72. Bawi cię to, dziewczynko?

296 22 108
                                    

POV Brianna

- Mama! - dobiegło mnie donośny głosik mojej córeczki.

- Tu jestem, skarbie! - zawołałam.

Już po chwili Lottie wkroczyła do sypialni. Może nie zupełnie sama, bo Kastiel asekuracyjnie trzymał ją za dwie ręce, ale i tak byłam dumna z jej każdego, małego kroku. Przed dwoma tygodniami, pewnego wieczora, postanowiła, że sama zacznie chodzić. Z Kastielem zamarliśmy na moment, widząc, jak nasza córka spontanicznie stawia pierwszy, samodzielny krok. Od tamtej chwili nie było już powrotu. Lottie pragnęła odkrywać świat na własnych nogach, z determinacją, która zdumiewała nas obu.

- No dalej, Lottie. Pójdziesz sama do mamusi? Jestem pewny, że sobie poradzisz - zachęcił ją Kastiel, ostrożnie puszczając jej rączki.

- Chodź do mnie, szybko! - otworzyłam szeroko ramiona, aby bardziej ją zmobilizować.

Nie potrzebowała większej zachęty. Ruszyła przed siebie z uroczym uśmiechem na ustach. Po paru chwiejnych kroczkach padła w moje ramiona.

- Brawo! Moja zdolna Szarlotka! - złapałam ją i czule uściskałam.

Kastiel obserwował nas z uśmiechem i pękał z dumy.

- Już kończysz się pakować? - wskazał na walizkę.

- Prawie. Cały czas myślę, czy o niczym nie zapomniałam - rozejrzałam się po pokoju, zastanawiając się, czy jeszcze czegoś nie spakować.

- To tylko trzy dni. Nawet jeśli czegoś zapomnimy nic się nie stanie.

- Jestem świadkową, Kas. Nie mogę o niczym zapomnieć. Muszę przewidzieć wszystkie scenariusze. Plama na sukni, dziura w welonie, pijani wujkowie ... Kto wie, co się wydarzy? Muszę być gotowa - odparłam z determinacją.

- Oczywiście, pani generał. Dobrze, że jesteś na pokładzie. Lys jako świadek Leo, pewnie nie przejmuje się tak bardzo.
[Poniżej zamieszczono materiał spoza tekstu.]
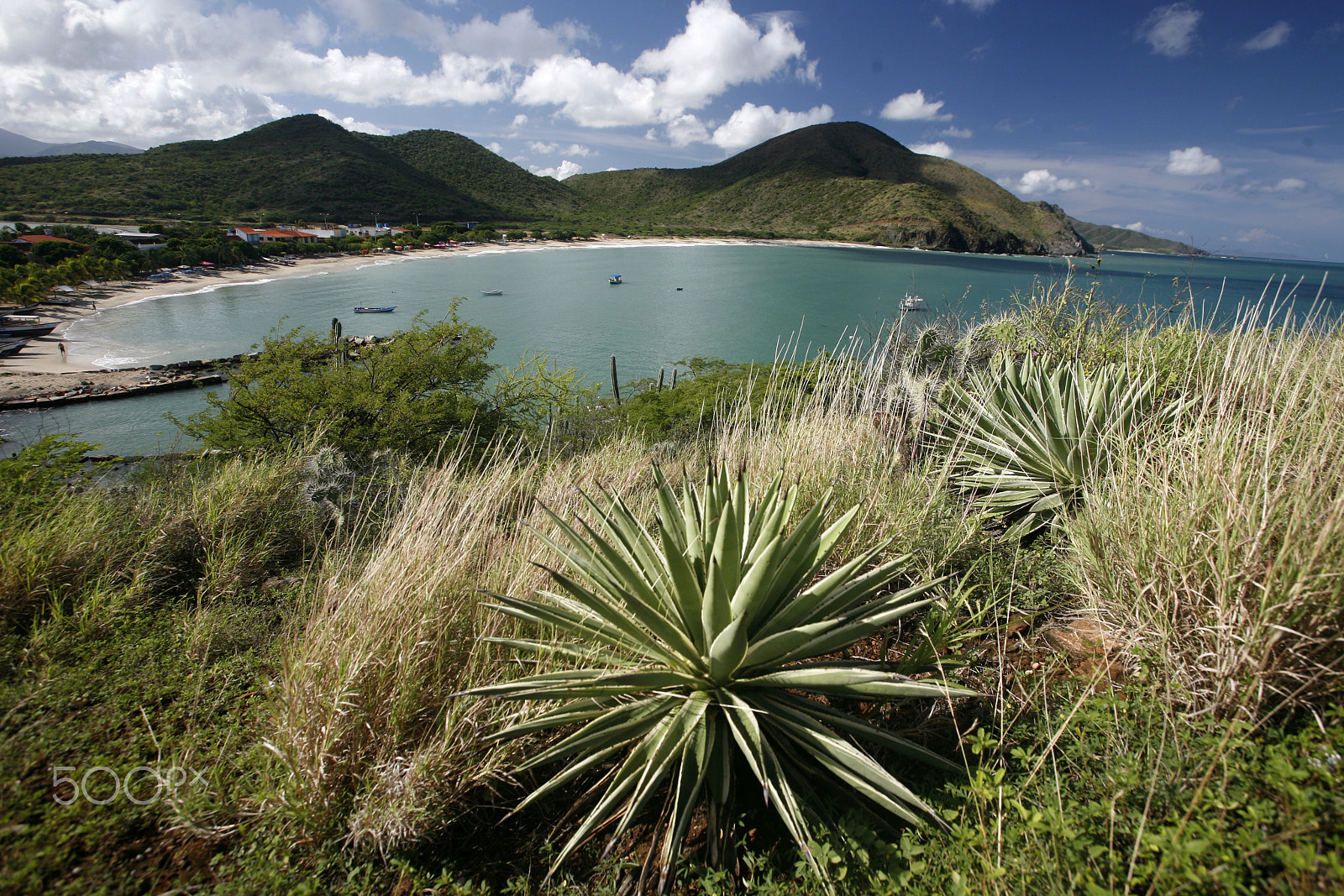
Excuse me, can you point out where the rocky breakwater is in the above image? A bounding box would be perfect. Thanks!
[0,336,390,412]
[0,354,244,411]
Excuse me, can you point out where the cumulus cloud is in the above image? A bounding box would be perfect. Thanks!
[708,102,835,152]
[1236,227,1278,244]
[318,109,392,137]
[1138,3,1205,59]
[529,159,583,180]
[910,139,952,159]
[513,0,816,139]
[1242,22,1293,52]
[0,0,572,145]
[879,90,952,121]
[1167,146,1223,175]
[527,139,593,157]
[1238,177,1306,193]
[664,113,710,146]
[999,168,1091,196]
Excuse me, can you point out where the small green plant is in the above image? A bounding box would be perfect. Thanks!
[470,466,970,889]
[936,356,1184,536]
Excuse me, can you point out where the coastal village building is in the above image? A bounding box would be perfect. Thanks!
[112,231,168,253]
[13,233,76,253]
[228,227,321,244]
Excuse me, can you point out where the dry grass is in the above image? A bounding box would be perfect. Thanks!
[1073,312,1344,716]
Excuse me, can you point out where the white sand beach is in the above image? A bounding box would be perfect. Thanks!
[0,237,858,398]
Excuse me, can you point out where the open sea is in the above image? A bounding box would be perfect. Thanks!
[0,242,1344,454]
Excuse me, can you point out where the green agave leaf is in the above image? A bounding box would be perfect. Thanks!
[739,665,976,699]
[753,690,965,771]
[721,692,827,880]
[517,696,683,771]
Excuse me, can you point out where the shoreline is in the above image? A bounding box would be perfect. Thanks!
[0,237,865,401]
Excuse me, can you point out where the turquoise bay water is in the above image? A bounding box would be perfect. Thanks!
[0,244,1344,454]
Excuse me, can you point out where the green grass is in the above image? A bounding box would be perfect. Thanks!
[0,285,1344,896]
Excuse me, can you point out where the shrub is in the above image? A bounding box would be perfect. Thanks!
[475,466,969,889]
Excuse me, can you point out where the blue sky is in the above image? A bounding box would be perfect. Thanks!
[0,0,1344,259]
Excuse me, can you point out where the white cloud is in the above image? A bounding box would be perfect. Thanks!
[1238,177,1306,193]
[1167,146,1223,175]
[879,90,952,121]
[1138,3,1205,59]
[527,139,593,157]
[1236,227,1278,244]
[318,109,392,137]
[667,113,710,146]
[513,0,816,139]
[710,102,835,152]
[999,168,1091,196]
[910,139,952,159]
[529,159,583,180]
[1242,22,1293,52]
[0,0,572,145]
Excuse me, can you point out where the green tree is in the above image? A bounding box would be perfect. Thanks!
[172,312,501,457]
[32,244,85,265]
[170,306,596,459]
[0,244,29,267]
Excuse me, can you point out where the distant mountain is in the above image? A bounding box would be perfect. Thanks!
[0,128,144,156]
[0,116,1137,255]
[1032,202,1208,255]
[564,123,1090,255]
[0,116,501,220]
[354,130,580,220]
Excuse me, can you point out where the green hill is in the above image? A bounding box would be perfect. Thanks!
[1033,203,1208,255]
[354,130,580,220]
[564,123,1090,254]
[0,116,500,220]
[0,116,1112,255]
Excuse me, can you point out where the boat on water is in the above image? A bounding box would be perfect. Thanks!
[0,320,59,338]
[0,338,29,358]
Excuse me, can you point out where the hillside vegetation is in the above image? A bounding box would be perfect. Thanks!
[0,116,1188,255]
[0,276,1344,896]
[566,123,1089,254]
[0,116,500,220]
[1053,203,1208,255]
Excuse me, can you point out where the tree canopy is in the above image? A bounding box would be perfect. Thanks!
[172,306,590,458]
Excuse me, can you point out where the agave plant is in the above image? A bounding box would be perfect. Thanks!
[472,468,970,891]
[937,356,1184,536]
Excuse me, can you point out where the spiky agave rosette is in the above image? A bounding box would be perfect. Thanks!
[472,468,972,889]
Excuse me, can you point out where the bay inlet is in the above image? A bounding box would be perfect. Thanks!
[0,240,1344,454]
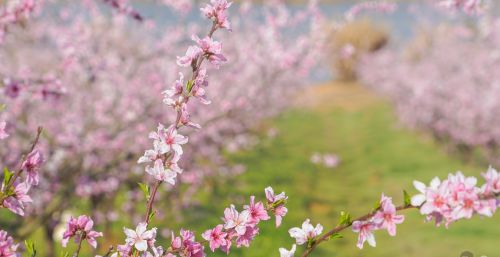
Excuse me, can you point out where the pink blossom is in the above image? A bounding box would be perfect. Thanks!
[224,205,250,236]
[482,166,500,193]
[352,220,377,249]
[438,0,482,15]
[373,194,405,236]
[123,222,156,252]
[264,187,288,227]
[116,244,134,257]
[201,225,226,252]
[21,149,43,186]
[201,0,232,30]
[179,104,201,129]
[163,0,193,15]
[279,244,297,257]
[244,196,270,224]
[192,35,227,67]
[146,159,177,185]
[171,229,205,257]
[163,72,184,98]
[412,169,497,226]
[0,230,21,257]
[2,182,33,216]
[0,121,9,140]
[177,46,203,67]
[345,1,397,21]
[288,219,323,245]
[236,226,259,247]
[61,215,102,248]
[149,124,188,155]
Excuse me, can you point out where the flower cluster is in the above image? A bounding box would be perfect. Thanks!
[138,0,231,185]
[61,215,102,248]
[111,188,286,257]
[411,167,499,227]
[439,0,483,15]
[119,223,156,252]
[201,0,232,30]
[264,187,288,227]
[352,194,404,249]
[0,0,42,44]
[138,124,188,185]
[359,23,500,165]
[0,121,9,140]
[0,145,43,216]
[198,187,286,254]
[103,0,144,21]
[0,230,20,257]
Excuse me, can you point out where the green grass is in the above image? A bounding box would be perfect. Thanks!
[181,100,500,257]
[4,91,500,257]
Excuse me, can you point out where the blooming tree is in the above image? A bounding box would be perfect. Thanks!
[0,0,500,257]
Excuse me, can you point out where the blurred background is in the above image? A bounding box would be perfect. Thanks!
[0,0,500,257]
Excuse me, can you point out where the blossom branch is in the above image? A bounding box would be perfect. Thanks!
[288,167,500,257]
[5,127,43,190]
[301,205,418,257]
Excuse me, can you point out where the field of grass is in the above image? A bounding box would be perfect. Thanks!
[8,81,500,257]
[175,82,500,257]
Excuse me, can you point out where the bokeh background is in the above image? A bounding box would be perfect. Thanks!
[0,1,500,257]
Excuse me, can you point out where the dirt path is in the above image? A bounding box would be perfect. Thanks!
[295,81,381,111]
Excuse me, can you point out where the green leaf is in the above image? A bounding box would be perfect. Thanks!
[339,211,352,225]
[59,252,69,257]
[3,167,14,185]
[403,190,411,206]
[137,183,149,198]
[328,233,344,240]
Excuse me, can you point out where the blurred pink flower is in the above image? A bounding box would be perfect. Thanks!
[61,215,102,248]
[123,222,156,252]
[288,219,323,245]
[373,194,405,236]
[21,149,43,186]
[201,225,226,252]
[352,220,377,249]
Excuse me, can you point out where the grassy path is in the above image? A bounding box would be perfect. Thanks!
[189,81,500,257]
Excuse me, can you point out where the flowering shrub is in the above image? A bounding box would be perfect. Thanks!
[0,0,500,257]
[0,1,324,247]
[360,21,500,163]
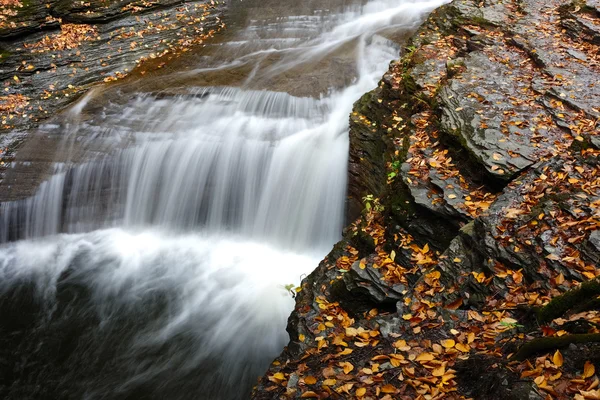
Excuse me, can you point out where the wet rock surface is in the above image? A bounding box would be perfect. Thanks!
[252,0,600,399]
[0,0,225,172]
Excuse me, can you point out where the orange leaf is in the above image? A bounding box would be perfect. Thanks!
[552,350,563,367]
[583,361,596,378]
[416,353,435,361]
[432,365,446,376]
[304,376,317,385]
[338,361,354,375]
[381,383,396,393]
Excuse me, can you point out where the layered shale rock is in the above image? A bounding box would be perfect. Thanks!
[253,0,600,399]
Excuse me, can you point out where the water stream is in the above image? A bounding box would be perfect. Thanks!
[0,0,445,400]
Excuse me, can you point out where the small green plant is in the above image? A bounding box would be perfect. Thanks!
[363,194,385,212]
[500,321,525,329]
[388,160,400,181]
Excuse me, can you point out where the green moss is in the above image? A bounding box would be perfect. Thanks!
[536,279,600,324]
[511,333,600,361]
[0,49,12,64]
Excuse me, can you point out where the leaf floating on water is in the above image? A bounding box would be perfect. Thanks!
[552,350,563,367]
[583,361,596,379]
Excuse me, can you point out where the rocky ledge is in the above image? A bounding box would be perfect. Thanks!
[0,0,225,170]
[252,0,600,400]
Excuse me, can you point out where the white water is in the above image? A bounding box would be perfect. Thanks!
[0,0,445,399]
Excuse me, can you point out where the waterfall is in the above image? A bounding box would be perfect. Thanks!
[0,0,445,400]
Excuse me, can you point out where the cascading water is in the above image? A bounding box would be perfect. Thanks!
[0,0,445,400]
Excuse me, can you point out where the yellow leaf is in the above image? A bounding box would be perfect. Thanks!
[533,375,546,386]
[416,353,435,361]
[583,361,596,378]
[338,349,352,356]
[552,350,563,367]
[394,339,410,351]
[338,361,354,375]
[273,372,285,381]
[381,383,396,393]
[456,343,471,353]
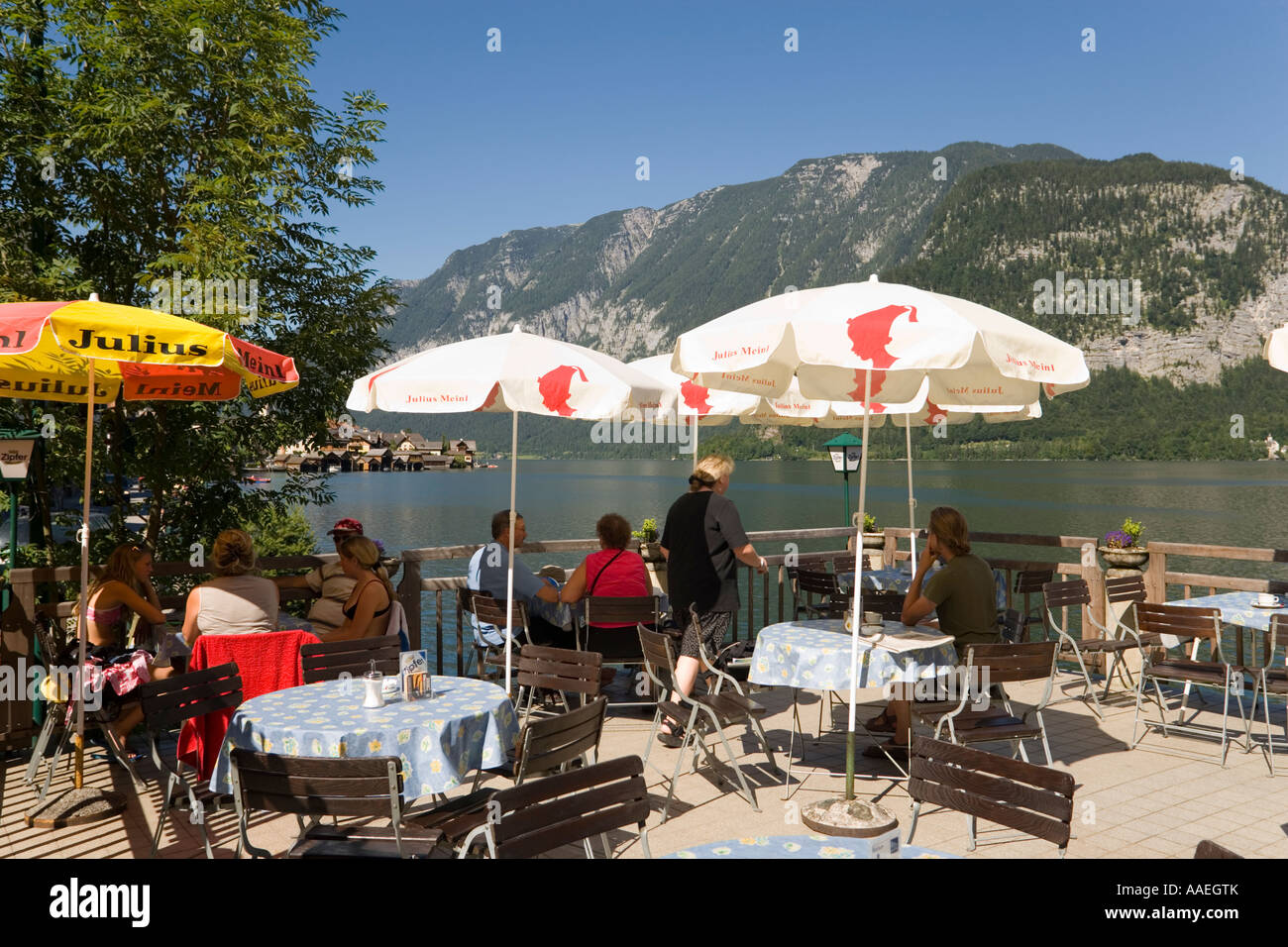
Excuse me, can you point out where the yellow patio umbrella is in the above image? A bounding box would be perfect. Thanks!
[0,295,300,824]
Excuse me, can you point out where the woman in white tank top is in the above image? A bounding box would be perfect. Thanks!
[183,530,278,646]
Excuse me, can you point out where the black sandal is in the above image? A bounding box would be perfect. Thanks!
[657,717,684,750]
[863,710,896,733]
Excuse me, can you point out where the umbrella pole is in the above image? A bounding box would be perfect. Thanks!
[74,359,93,789]
[505,411,519,693]
[903,415,917,573]
[845,368,872,801]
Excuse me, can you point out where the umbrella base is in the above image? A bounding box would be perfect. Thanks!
[27,786,125,828]
[802,798,899,839]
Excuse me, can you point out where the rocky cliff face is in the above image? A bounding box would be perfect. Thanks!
[389,143,1288,384]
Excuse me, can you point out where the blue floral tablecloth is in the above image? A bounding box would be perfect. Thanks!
[666,835,957,858]
[836,566,1006,612]
[1163,591,1288,668]
[748,618,957,690]
[210,676,519,798]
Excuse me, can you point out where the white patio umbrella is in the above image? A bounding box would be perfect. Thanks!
[627,355,761,463]
[345,326,674,691]
[671,275,1090,800]
[1262,325,1288,371]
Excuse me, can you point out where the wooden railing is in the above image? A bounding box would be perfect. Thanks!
[1145,543,1288,601]
[10,527,1288,747]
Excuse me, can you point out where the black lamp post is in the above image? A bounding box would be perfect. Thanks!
[823,432,863,524]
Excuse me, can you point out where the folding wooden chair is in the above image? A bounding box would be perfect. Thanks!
[139,664,242,858]
[1244,614,1288,776]
[458,588,532,681]
[515,644,602,723]
[1194,839,1243,860]
[579,595,662,707]
[300,635,402,684]
[232,749,442,858]
[832,553,877,576]
[411,695,608,858]
[906,736,1074,858]
[638,625,780,822]
[912,642,1056,766]
[847,588,905,621]
[1012,567,1055,640]
[1042,578,1158,720]
[485,756,653,858]
[1130,601,1246,767]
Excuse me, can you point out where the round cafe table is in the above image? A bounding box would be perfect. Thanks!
[210,676,519,800]
[747,618,957,797]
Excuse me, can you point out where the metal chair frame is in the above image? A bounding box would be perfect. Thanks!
[231,749,439,858]
[636,625,780,822]
[1129,601,1249,768]
[577,595,662,707]
[139,663,242,858]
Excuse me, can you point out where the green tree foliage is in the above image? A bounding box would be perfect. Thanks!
[0,0,391,558]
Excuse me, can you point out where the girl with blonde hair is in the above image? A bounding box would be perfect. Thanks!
[323,535,394,642]
[183,530,278,646]
[657,454,769,747]
[79,544,174,753]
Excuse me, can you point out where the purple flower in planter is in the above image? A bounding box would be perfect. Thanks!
[1105,530,1136,549]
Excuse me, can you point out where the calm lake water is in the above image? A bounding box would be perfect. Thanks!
[286,460,1288,567]
[274,460,1288,655]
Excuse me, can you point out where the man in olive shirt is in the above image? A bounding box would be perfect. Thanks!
[863,506,999,758]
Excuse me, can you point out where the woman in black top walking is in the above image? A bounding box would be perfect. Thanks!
[658,454,768,746]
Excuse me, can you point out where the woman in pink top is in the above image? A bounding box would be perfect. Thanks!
[559,513,653,610]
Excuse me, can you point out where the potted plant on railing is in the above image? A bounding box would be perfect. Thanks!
[1100,517,1149,570]
[854,513,885,549]
[631,517,662,562]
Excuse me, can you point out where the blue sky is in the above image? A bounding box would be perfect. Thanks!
[312,0,1288,278]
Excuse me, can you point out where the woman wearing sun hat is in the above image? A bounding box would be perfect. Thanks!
[273,517,364,638]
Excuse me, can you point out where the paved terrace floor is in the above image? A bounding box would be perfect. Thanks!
[0,674,1288,858]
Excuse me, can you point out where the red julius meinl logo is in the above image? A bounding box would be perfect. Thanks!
[680,374,711,415]
[537,365,589,417]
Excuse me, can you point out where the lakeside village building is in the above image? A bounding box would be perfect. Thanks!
[265,421,478,473]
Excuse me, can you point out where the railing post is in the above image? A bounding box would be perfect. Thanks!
[434,588,443,674]
[1082,554,1108,637]
[0,567,37,750]
[398,552,420,651]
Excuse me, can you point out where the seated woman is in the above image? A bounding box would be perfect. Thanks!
[183,530,278,646]
[318,535,394,642]
[863,506,999,756]
[77,545,172,747]
[559,513,653,674]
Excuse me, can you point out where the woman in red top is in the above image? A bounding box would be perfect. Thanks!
[559,513,653,679]
[559,513,653,607]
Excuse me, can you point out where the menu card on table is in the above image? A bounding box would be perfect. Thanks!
[398,650,434,701]
[872,630,953,652]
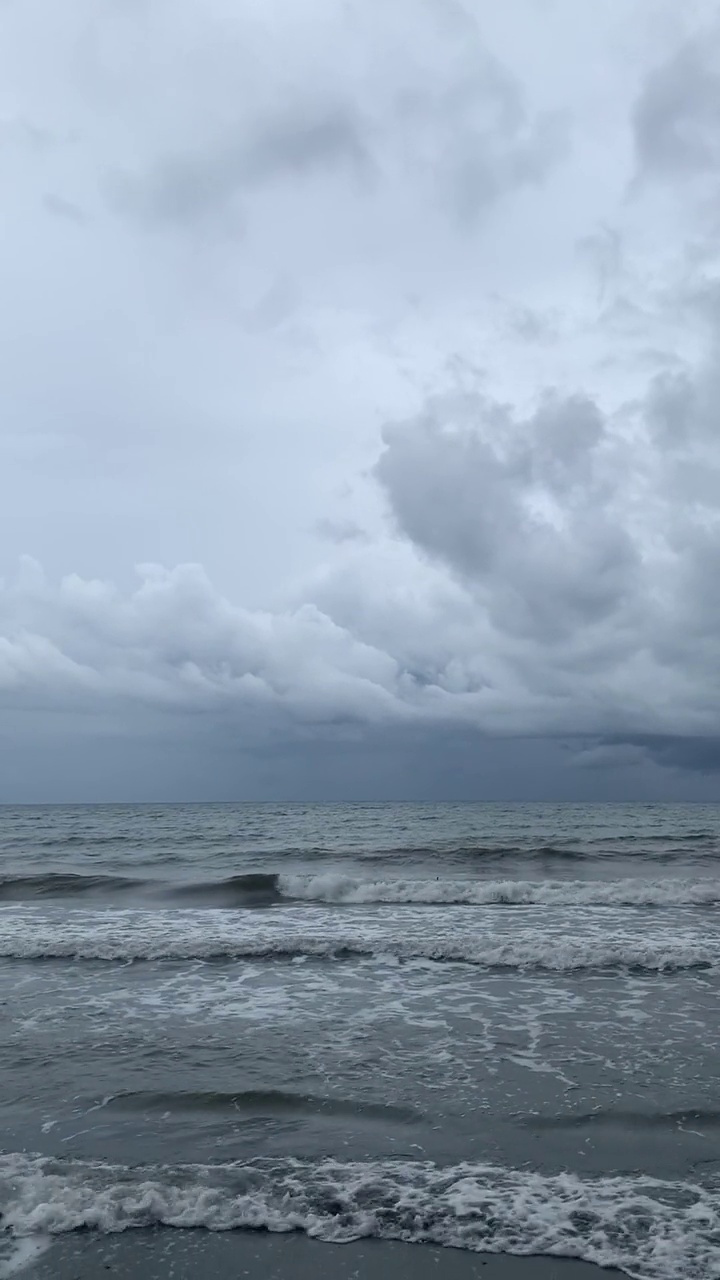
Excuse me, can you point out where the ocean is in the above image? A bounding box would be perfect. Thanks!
[0,804,720,1280]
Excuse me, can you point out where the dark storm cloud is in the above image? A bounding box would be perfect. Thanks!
[375,384,638,641]
[0,0,720,799]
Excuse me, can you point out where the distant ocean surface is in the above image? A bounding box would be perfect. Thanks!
[0,804,720,1280]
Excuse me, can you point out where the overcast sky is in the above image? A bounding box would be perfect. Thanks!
[0,0,720,801]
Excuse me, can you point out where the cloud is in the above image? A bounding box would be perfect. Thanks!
[110,3,568,227]
[0,0,720,796]
[633,26,720,179]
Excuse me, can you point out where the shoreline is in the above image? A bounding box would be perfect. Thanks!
[14,1228,625,1280]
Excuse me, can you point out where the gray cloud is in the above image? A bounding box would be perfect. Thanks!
[110,5,568,225]
[633,27,720,178]
[0,0,720,799]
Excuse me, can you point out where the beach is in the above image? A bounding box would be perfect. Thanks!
[0,805,720,1280]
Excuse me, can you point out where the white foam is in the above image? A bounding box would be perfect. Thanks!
[0,1235,51,1280]
[278,872,720,906]
[0,906,720,973]
[0,1155,720,1280]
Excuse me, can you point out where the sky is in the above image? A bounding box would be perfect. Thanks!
[0,0,720,803]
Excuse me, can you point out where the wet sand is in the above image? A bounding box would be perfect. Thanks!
[18,1230,621,1280]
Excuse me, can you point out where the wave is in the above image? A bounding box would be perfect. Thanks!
[0,906,720,973]
[87,1089,418,1124]
[0,872,720,908]
[273,873,720,906]
[521,1107,720,1130]
[0,872,146,902]
[0,1155,720,1280]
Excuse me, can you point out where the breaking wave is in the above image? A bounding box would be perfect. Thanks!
[0,872,720,908]
[0,906,720,973]
[0,1155,720,1280]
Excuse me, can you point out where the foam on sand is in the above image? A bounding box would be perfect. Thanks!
[0,1155,720,1280]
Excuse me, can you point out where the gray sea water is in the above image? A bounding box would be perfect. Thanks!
[0,805,720,1280]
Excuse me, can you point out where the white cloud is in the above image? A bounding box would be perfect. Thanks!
[0,0,720,793]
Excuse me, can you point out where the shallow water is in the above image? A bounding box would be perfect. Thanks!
[0,805,720,1280]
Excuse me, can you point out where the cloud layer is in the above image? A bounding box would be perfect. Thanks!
[0,0,720,794]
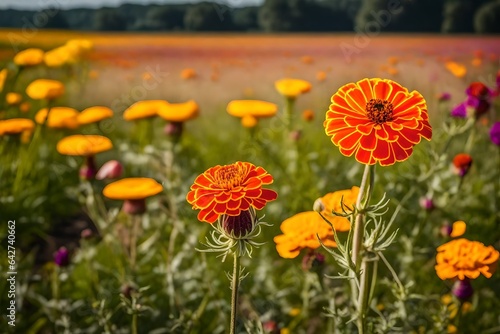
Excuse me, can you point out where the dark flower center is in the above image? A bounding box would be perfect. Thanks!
[366,99,394,124]
[214,165,245,189]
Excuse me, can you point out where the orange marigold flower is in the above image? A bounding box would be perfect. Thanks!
[324,79,432,166]
[274,211,337,259]
[434,238,499,280]
[186,161,278,223]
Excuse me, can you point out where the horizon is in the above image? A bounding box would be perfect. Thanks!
[0,0,264,10]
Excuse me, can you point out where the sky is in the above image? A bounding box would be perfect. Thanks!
[0,0,264,10]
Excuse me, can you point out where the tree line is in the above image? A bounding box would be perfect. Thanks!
[0,0,500,34]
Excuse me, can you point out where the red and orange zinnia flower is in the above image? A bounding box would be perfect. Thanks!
[435,238,500,280]
[186,161,278,223]
[324,79,432,166]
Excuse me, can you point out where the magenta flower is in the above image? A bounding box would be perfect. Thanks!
[490,122,500,146]
[437,92,451,102]
[451,277,474,301]
[95,160,123,180]
[54,246,69,267]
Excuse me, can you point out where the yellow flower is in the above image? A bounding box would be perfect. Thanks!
[56,135,113,156]
[102,177,163,215]
[14,48,44,66]
[0,118,35,136]
[181,68,197,80]
[77,106,113,125]
[300,55,314,64]
[26,79,64,100]
[35,107,79,129]
[5,92,23,106]
[102,177,163,200]
[445,61,467,78]
[241,115,259,129]
[274,78,312,99]
[64,39,94,60]
[157,100,200,123]
[316,71,326,82]
[274,211,337,259]
[19,101,31,113]
[226,100,278,128]
[43,46,72,67]
[123,100,169,121]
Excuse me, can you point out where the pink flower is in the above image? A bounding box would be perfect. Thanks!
[95,160,123,180]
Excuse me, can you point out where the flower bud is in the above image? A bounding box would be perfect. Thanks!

Nie zdziwię się jak w kulminacyjnym momencie okaże się, że zapomniał obrączek - zaśmiał się beztrosko. 

Dla mnie ta wizja była przerażająca i w ogóle nie wchodziła w grę.

- Nawet tak nie mów! Musisz go przypilnować.

- Chciałbym, ale będę zajęty pilnowaniem mojej żony. Kto wie, co ona odwali - doskonale wiedziałem, że to odniesienie do ostatnich wydarzeń, o których wolałabym zapomnieć.

- Bądź cicho - posłałam mu mordercze spojrzenie. - Gdybym zaczęła wymieniać twoje akcje, to zabrakło by nam dnia, a nawet tygodnia - ostrzegłam go, co on zbył tylko nonszalanckim uśmieszkiem. Chyba nigdy nie przestanie mi tego wypominać.

- Przecież wiesz, że żartuję. Poza tym moi fani uwielbiają tą niegrzeczną wersję Brianny Veilmont. Proszą, żebyś wystąpiła w nowym teledysku. Jim poważnie się nad tym zastanawia.

- Możesz powiedzieć fanom i Jimowi, że po moim trupie - dodałam z całym przekonaniem. - A teraz pomóż mi dopiąć walizkę. Jest tak zapchana, że zamknięcie jej graniczy z cudem.

Po długim i wylewnym pożegnaniu z Szarlotką, która przez najbliższe trzy dni miała zostać pod opieką dziadków, w końcu ruszyliśmy w drogę. Byłam tak podekscytowana, że trudno było mi się skupić nawet na zmieniającym się krajobrazie. To była kilkugodzinna droga lecz minęła bardzo szybko. Po zaledwie pięciu godzinach byliśmy na miejscu. Ślub Rozalii i Leo miał odbyć się w rodzinnej rezydencji należącej do jej dziadków. Gdy tylko wyszłam z samochodu przywitały mnie głośne piski przyjaciółki.

- Bree! Nareszcie dotarliście! - cmoknęłyśmy nawzajem swoje policzki i rzuciliśmy się sobie w ramiona. - Jednak nie przywieźliście Lottie?

- Stwierdziliśmy, że to dla niej mogłoby być zbyt dużo. A poza tym rodzice moi i Kastiela są wniebowzięci, że mogą spędzić cały weekend z wnuczką - wytłumaczyłam.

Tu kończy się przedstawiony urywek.